De nombreux partenaires soutiennent votre projet, quels sont vos liens avec ces différents partenaires ?

 

Lorsque j’ai commencé à écrire Franckushima, de nombreuses personnes avaient, chacune à leur manière, commencé à documenter la catastrophe. J’ai eu envie de réaliser un travail collaboratif, en réseau, pour offrir aux lecteurs une multiplicité de points de vue qui refléterait le coté polémique du sujet.

 

J’ai pris contact avec des scientifiques et chercheurs, des réalisateurs, des auteurs, des Japonais résidant au Japon et à l’étranger, des travailleurs du nucléaire et des militants associatifs.

 

Certains m’apportent leur expertise scientifique et leur connaissance du sujet, le droit d’adapter des extraits de livres ou de documentaires. D’autres témoignent, me font parvenir des documents, études, ouvrages, photographies et analyses personnelles. J’ai également fait appel à plusieurs relecteurs pou garantir à l’ouvrage la rigueur scientifique et historique nécessaire.

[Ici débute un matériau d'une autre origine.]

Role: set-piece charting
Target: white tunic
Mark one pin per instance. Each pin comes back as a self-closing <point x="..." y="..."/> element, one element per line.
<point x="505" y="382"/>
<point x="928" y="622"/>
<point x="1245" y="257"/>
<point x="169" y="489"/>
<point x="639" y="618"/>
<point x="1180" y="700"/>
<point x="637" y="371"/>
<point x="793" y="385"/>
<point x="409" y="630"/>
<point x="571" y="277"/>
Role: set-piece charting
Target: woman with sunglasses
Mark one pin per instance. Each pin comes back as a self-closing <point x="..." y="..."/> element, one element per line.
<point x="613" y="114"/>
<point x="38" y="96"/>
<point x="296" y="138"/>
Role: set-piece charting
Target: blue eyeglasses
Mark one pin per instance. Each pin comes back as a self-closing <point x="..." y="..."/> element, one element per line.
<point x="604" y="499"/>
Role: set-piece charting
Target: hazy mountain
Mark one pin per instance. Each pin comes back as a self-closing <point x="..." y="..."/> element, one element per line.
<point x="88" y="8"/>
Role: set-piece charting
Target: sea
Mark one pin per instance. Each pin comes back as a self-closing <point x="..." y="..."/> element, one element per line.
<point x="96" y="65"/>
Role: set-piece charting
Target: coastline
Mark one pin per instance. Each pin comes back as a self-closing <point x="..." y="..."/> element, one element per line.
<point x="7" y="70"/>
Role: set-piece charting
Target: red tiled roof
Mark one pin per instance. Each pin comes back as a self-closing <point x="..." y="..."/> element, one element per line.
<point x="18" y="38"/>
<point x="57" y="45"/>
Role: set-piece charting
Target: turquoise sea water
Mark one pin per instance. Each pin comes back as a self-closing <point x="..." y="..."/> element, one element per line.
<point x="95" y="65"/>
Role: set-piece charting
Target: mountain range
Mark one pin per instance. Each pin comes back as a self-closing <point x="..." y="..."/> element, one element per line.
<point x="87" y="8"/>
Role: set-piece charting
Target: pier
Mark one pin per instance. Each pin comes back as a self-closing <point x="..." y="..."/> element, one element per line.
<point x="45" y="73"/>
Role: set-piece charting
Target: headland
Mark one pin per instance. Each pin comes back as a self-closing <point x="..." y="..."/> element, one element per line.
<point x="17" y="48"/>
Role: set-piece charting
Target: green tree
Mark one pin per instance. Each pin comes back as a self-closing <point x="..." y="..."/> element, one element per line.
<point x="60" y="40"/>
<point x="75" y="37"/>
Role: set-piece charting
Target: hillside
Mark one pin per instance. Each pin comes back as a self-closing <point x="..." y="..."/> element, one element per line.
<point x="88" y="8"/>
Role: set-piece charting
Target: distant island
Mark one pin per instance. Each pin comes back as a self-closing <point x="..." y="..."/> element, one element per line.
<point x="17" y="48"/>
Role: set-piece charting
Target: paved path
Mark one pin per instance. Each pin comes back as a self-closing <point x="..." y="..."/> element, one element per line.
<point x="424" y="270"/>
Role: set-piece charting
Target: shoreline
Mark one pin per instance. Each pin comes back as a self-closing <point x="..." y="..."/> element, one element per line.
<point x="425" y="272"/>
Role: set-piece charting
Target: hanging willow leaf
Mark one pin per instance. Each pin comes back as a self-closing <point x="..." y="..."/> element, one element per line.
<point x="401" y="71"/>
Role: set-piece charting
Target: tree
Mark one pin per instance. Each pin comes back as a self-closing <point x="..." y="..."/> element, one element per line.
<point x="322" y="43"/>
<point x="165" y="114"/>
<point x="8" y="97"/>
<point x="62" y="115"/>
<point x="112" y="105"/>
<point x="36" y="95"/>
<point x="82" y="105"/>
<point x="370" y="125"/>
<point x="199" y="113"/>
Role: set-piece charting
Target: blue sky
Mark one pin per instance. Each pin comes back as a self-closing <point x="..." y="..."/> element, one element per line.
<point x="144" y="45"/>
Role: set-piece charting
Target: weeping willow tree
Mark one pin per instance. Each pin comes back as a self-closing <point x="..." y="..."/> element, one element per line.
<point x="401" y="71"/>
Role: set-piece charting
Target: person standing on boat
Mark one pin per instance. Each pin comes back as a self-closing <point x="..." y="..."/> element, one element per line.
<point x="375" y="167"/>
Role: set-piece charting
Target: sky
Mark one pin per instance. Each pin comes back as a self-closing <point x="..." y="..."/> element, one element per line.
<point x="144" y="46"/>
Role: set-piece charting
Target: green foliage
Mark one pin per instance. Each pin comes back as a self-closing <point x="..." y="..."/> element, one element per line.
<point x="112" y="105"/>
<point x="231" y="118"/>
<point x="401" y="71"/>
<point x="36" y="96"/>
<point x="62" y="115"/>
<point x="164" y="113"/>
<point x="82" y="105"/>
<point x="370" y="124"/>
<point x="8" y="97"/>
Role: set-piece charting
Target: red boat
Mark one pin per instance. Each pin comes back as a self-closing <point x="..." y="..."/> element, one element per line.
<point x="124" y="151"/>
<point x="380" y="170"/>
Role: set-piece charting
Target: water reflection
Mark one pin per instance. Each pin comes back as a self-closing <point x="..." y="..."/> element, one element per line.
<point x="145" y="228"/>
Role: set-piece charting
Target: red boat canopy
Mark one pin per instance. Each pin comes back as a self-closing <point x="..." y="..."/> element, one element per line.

Pourquoi ce titre « Franckushima »?

 

Au tout début du projet, je voulais écrire un livre traitant à la fois de la catastrophe de Fukushima et de la situation du nucléaire en France. Il ne se passe pas un jour sans un incident sur l’une des installations du parc nucléaire français et nous sommes déjà passés à plusieurs reprises à deux doigts de l’accident. Le vieillissement des centrales nucléaires et les vagues de départs à la retraite chez EDF seront les grands enjeux de la sûreté nucléaire en France ces prochaines années. Le parc nucléaire français atteint 30 ans d’âge en moyenne, ce qui correspond à la durée de vie pour laquelle les installations avaient été conçues. Le nombre d’incidents enregistrés chaque année ne cesse d’augmenter…

 

Au final, Franckushima est un livre sur la catastrophe de Fukushima qui traite en filigrane la question du risque nucléaire en France.

 

Comment ferions-nous face à un accident nucléaire d’une telle ampleur ? Quelles en seraient les conséquences environnementales, sociales, sanitaires et politiques ?

 

Ce qui est sûr, c’est qu’à long terme, une catastrophe nucléaire en France est inéluctable et qu’il faut dès à présent nous y préparer.

Propos recueillis par Maud BOURNET, Enseignante d’histoire-géographie spécialisée dans la gestion des risques, formatrice IFFO-RME (Institut Français de formation sur les Risques Majeurs).